Asseylum had her big badass announcement that turned the tide of the battle, so even though we know this has to be about Inaho and Slaine at this point, it’s a bit disappointing that all she can do here is clasp her fingers together, watch, and wait, hoping the boys don’t succeed in destroying each other.
They very nearly do, too, exhausting their ammo, snapping all of their swords, and finally just pummeling each other like rock-’em-sock-’em robots. But Inaho, even without relying on his magic eye, is the better tactician, and he manages to neutralize Slaine as a threat and serve as an ablative shield for their mutual re-entry into the atmo.
Once back on good old Earth, Slaine again gets the wrong idea, thinking he’s in a reversal of last season’s finale and that Inaho is going to put a bullet in his head. Inaho might want to do that, considering everything Slaine’s put him and Earth and Seylum through, but I knew he wouldn’t.
That brings us to the epilogue, in which Empress Asseylum activates the first Terran Aldnoah Drive as a gesture of goodwill, and EYEPATCH INAHO visits Slaine, who is believed dead by the public, but remains alive in a creepy lucite prison cell.

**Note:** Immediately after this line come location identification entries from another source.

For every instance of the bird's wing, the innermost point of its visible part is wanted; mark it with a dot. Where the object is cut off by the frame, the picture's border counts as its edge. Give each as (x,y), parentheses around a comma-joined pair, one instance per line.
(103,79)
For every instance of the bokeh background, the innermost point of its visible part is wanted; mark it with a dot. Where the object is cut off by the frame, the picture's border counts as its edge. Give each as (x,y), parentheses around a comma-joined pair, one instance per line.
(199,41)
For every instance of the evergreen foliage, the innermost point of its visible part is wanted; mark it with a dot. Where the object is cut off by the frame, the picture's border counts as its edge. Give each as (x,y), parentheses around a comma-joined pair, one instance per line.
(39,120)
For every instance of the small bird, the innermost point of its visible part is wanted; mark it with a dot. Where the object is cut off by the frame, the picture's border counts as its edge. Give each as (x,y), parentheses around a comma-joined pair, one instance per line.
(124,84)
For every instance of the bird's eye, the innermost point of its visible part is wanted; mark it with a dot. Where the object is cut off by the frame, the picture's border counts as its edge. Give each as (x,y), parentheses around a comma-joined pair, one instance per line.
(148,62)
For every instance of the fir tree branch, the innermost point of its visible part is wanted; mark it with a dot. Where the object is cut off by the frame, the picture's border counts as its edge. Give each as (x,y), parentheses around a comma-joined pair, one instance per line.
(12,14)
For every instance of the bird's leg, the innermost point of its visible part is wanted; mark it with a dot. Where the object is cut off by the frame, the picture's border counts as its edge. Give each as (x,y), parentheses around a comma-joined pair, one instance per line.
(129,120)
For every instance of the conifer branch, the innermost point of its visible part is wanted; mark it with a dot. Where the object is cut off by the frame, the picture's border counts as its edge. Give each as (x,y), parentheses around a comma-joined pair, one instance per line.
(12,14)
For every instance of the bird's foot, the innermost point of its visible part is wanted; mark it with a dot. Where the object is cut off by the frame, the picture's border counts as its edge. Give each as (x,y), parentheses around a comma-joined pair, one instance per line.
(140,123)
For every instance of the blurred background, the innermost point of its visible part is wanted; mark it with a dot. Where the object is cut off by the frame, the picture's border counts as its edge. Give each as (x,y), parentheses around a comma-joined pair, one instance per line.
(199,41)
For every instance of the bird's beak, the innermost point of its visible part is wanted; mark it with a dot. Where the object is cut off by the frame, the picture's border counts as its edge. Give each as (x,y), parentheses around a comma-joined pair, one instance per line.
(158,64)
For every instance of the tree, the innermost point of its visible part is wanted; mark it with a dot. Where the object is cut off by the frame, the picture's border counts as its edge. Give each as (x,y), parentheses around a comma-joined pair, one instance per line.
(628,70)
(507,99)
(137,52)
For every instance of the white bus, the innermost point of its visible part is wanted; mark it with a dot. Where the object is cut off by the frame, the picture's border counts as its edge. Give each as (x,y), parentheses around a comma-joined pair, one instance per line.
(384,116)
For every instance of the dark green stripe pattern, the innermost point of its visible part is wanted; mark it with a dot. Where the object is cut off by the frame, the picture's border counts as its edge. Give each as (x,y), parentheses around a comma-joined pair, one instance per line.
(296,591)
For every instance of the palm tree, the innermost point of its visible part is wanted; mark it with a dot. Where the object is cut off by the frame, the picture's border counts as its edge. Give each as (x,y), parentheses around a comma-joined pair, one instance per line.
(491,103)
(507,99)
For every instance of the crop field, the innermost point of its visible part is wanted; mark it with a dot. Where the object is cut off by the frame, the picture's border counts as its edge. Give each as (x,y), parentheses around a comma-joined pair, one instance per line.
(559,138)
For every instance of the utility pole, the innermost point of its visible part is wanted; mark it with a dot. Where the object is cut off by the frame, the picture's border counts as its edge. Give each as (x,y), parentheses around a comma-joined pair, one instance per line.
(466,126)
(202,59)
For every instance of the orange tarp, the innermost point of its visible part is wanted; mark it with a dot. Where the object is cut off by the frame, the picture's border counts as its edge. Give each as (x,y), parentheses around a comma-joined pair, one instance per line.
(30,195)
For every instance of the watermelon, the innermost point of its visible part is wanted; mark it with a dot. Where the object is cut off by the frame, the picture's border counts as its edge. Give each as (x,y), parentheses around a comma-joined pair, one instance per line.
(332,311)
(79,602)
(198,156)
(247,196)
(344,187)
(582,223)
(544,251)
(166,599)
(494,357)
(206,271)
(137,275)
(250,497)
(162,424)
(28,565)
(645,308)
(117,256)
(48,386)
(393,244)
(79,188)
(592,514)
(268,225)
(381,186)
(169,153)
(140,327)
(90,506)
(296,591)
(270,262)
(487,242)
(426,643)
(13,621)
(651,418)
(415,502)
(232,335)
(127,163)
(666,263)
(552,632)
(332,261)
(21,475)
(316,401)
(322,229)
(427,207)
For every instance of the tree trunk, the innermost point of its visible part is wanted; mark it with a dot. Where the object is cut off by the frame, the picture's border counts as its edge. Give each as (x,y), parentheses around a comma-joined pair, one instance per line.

Not that the creepy cell is helping, but he’s not in a great place emotionally, and not eating his meals. He’s still waiting for Inaho to finish him, to exact justice upon him for all of his sins. But while Inaho has been many things throughout the run of this show—Mary Stu; know-it-all; humblebragger; cyborg; savior of mankind—but he’s no executioner, and he entrusts Slaine’s fate to the one most equipped to properly judge him: Seylum.
Slaine taught Asseylum a lot of things about Earth (some of them, like why the sky is blue, weren’t accurate, but still). But it’s Asseylum who teaches Slaine something about Vers that he may not have picked up on while hanging out with all those Orbital Knights: pages can be turned, people can be forgiven, and lives can be redeemed in time.